Order, Supreme Court, New York County (Laurence L. Love, J.), entered June 7, 2023, which granted defendant City of New York's motion to dismiss the complaint as barred by the statute of limitations, unanimously affirmed, without costs.

Plaintiff timely commenced this action in June 2021 under the New York Child Victims Act (CPLR 214-g) against Orange County and "Does 1-10." She later sought to amend the complaint to substitute the City for unknown defendant "Doe 1" and to extend the time to serve the City.

There is no dispute that the plaintiff did not satisfy the requirements of the relation back doctrine of CPLR 203(b) and (c) to permit it to add the City as a defendant (see Higgins v City of New York, 144 AD3d 511, 512-513 [1st Dept 2016]). Additionally, we note that plaintiff did not satisfy the requirements of CPLR 1024, as she did not demonstrate that she diligently sought to identify the unknown provider of foster care services before the statute of limitations expired (see Holmes v City of New York, 132 AD3d 952, 954 [2d Dept 2015]). The record makes clear that plaintiff's investigator failed to take steps to ascertain the actual identities of the Doe parties, which were the entities that allegedly placed children in foster care in Orange County, before the statutory period ran (see Goldberg v Boatmax://, Inc., 41 AD3d 255, 256 [1st Dept 2007]; compare e.g. DeMarzo v Cuba Hill Elementary Sch., 220 AD3d 917, 919-920 [2d Dept 2023]). Nor did plaintiff promptly seek disclosure from Orange County or follow up on her initial letter request for disclosure (see Temple v New York Community Hosp. of Brooklyn, 89 AD3d 926, 928 [2d Dept 2011]).
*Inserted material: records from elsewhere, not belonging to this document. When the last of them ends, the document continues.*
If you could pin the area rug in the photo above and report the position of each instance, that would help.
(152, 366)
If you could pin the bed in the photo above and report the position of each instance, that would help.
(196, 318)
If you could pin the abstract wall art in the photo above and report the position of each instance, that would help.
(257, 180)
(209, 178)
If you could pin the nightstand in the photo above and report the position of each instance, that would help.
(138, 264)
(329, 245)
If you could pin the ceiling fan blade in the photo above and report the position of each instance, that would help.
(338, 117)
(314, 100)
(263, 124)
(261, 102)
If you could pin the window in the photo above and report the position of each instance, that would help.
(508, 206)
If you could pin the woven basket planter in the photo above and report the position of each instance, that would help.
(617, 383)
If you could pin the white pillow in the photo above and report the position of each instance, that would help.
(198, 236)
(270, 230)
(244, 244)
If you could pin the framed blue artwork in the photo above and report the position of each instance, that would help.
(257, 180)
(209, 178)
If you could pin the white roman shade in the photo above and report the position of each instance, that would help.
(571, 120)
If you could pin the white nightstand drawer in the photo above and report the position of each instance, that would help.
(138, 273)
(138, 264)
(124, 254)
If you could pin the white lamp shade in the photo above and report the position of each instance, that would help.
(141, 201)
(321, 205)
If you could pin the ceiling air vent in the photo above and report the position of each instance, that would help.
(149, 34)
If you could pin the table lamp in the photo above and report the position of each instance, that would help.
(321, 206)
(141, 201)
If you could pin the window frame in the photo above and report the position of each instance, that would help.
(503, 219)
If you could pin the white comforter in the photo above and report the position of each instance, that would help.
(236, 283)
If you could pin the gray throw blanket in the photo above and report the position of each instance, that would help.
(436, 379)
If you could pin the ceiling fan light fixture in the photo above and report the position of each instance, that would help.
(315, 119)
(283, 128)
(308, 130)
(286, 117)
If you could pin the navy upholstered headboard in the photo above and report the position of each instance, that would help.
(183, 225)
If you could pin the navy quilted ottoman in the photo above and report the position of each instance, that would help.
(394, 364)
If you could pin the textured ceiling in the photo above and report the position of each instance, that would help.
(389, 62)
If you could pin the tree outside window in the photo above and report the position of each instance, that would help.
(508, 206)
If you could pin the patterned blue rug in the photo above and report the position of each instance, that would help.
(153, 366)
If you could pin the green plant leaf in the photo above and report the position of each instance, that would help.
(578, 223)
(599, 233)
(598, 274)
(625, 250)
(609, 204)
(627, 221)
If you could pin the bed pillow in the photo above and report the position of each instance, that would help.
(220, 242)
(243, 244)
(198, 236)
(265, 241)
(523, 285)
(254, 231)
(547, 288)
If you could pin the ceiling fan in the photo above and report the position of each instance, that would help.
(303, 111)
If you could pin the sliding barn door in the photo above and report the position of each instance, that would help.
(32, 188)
Indeed, even after becoming aware before the statute of limitations expired that the City may have had potential liability, plaintiff delayed in seeking to promptly amend the complaint to add the City as a defendant (see Brook v Peconic Bay Med. Ctr., 172 AD3d 468, 469 [1st Dept 2019]).

Moreover, the allegations in the complaint were insufficient to advise the City that it was the intended subject of plaintiff's lawsuit — that is, that the City was included in a group of "persons or entities with responsibilities for [p]laintiff's safety, supervision, and/or placement in foster care," as the complaint characterized the "Doe" defendants (see Opiela v May Indus. Corp., 10 AD3d 340, 341 [1st Dept 2004]). On the contrary, the allegations all referred to events occurring in Orange County, and even mistakenly referred to Onondaga County, with no mention of any connection to the City, which only occasionally contracted with foster homes outside of New York City.

THIS CONSTITUTES THE DECISION AND ORDER OF THE SUPREME COURT, APPELLATE DIVISION, FIRST DEPARTMENT.